Let's say you want to use seccomp to whitelist allowed syscalls. Your code opens a file, uses stat to get the file size, then mallocs that many bytes and reads the file contents into the buffer.

Trivial program, right?

glibc will turn open into openat, stat into statx, malloc can become either nothing, or sbrk, or mmap, and maybe also munmap. If you hit an error, it will also call write to output an error message to stderr.

dietlibc will do open, stat, mmap.

This is also libc version dependent!

But can you at least use strace to know which files will be opened? No, not even that! Because the code may open some files only under certain circumstances. For example, localtime will open /etc/localtime -- but then it will cache the result for a while. /etc/localtime may be a symlink. If you construct a container you would also need the thing it points to.

What if you use a malloc that has explicit hugepage support?

Also note that seccomp and landlock are very much different from pledge and unveil. I am particularly appalled by landlock as compared to unveil. Go look up the landlock API if you don't believe me, and compare it to the unveil man page. If you thought the hoops seccomp makes you jump through are ridiculous, you haven't seen anything yet.

OpenBSD is not all gold either. pledge is not transitive. If your process pledges something but is allowed to execve something else, the process you exec is not bound by your pledge.

There is MUCH room for improvement all around.

However, the persisting idea that you can use a "training mode" or observe via strace to construct a whitelist IS WRONG and dangerously so. Unless you have 100% test coverage (and if you had, why do you still need a sandbox then?) you will miss error handling and optional code paths that you didn't enable in the configuration, and handling code for circumstances you didn't trigger and didn't foresee.

goodpoint · on April 27, 2022

> Unless you have 100% test coverage (and if you had, why do you still need a sandbox then?)

100% test coverage does not guarantee absence of vulnerabilities in any way.

> you will miss error handling and optional code paths that you didn't enable in the configuration, and handling code for circumstances you didn't trigger and didn't foresee.

Having sandboxed many things, this is plain false.

Normal applications and daemons have no reason to call reboot() or stime() and so on in any obscure code path.

If they do, the sandbox should stop them and that's a feature and not a bug.

staticassertion · on April 27, 2022

Their point about test coverage is that you don't know what syscalls will be made, or with what arguments, without running the program with enough coverage to find out.

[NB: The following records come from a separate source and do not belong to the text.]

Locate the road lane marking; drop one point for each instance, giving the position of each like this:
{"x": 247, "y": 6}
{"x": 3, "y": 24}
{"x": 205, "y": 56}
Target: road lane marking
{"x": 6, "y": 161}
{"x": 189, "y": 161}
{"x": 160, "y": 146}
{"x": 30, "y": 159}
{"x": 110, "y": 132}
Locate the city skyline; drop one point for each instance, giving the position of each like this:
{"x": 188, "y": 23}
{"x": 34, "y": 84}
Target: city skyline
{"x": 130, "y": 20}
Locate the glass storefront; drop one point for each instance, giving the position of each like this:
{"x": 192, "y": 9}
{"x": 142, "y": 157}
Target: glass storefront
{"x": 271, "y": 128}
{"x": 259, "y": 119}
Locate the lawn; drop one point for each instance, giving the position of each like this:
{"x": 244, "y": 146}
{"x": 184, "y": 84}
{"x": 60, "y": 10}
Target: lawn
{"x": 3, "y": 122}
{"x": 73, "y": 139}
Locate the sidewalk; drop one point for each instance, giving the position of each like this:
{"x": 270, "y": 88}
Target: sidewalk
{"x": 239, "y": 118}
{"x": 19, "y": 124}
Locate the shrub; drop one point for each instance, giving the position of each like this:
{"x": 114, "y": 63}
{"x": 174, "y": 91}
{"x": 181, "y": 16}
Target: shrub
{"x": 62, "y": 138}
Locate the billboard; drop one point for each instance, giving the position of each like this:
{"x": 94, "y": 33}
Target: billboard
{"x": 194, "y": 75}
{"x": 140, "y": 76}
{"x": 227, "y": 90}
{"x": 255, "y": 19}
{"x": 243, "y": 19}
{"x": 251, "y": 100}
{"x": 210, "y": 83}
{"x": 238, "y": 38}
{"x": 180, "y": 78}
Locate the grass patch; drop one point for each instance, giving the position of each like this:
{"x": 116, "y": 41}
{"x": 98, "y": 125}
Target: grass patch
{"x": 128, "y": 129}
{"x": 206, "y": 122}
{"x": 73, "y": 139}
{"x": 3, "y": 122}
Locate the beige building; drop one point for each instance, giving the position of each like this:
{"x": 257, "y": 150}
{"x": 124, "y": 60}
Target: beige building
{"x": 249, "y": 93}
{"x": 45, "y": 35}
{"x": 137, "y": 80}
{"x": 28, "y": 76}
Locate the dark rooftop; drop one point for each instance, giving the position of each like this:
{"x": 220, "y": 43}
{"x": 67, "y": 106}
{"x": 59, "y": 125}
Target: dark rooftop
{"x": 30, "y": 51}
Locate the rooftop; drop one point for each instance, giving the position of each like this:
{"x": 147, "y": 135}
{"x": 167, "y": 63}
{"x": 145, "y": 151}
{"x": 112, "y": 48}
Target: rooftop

This is probably the most well known issue with sandboxing - maintaining the sandbox. It's especially hard with seccomp, because you could upgrade your distro, or a dependency, and suddenly you're making a different system call.

throwaway82652 · on April 27, 2022

>Also note that seccomp and landlock are very much different from pledge and unveil.

No, this is incorrect. They fundamentally do the same things. You're trying to say they're different because the API is different but that's completely missing the point. If you really prefer the API of them then you can go and use one of the emulations of pledge and unveil that have been built on top of seccomp and landock. They work because there isn't really anything special going on there.

mmis1000 · on April 27, 2022

Docker actually comes with a seccomp and an apparmor config that bans many things by default. while it is absolutely not noticeable unless you are trying something like docker in docker. There are so many syscall that shouldn't even be relevant to normal programs.

fefe23 · on April 27, 2022

That's why I explicitly mention "whitelisting".

If you just want to ban some obscure syscalls and call it a day, you can do that. It will probably even be helpful to some degree.

I personally think our aspirations should be higher than "let's ban ptrace(2)".

mmis1000 · on April 27, 2022

It's actually a bit more than that. The syscall docker allowed isn't really fixed. It is affected by what linux capabilities the container had granted. Like: if you whitelist the container about CAP_SYS_PTRACE, you probably also want ptrace(2) to be whitelisted. Instead of a all or nothing/your program will still break even cap added model.

salawat · on April 28, 2022

Then decompile the binary, bust out gdb, and do some forensics. Or realize you're about to embark on a multi-decade mission Learn It All(TM) which equates to maybe learning the quirks of enough niches of the programming community to maybe not be surprised by what you find... Eh.. 40% of the time.

staticassertion · on April 27, 2022

How is the libc issue specific to linux? OpenBSD has a libc too.

loeg · on April 27, 2022

OpenBSD doesn't support syscalls from alternative libcs, so you reliably get consistent syscall behavior.

But I believe GP is mostly talking about pledge(2), a pretty easy way to implement common sets of seccomp-like restrictions, and unveil(2), an easy way to limit path visibility. These are OpenBSD security features that Linux does not have direct equivalents of.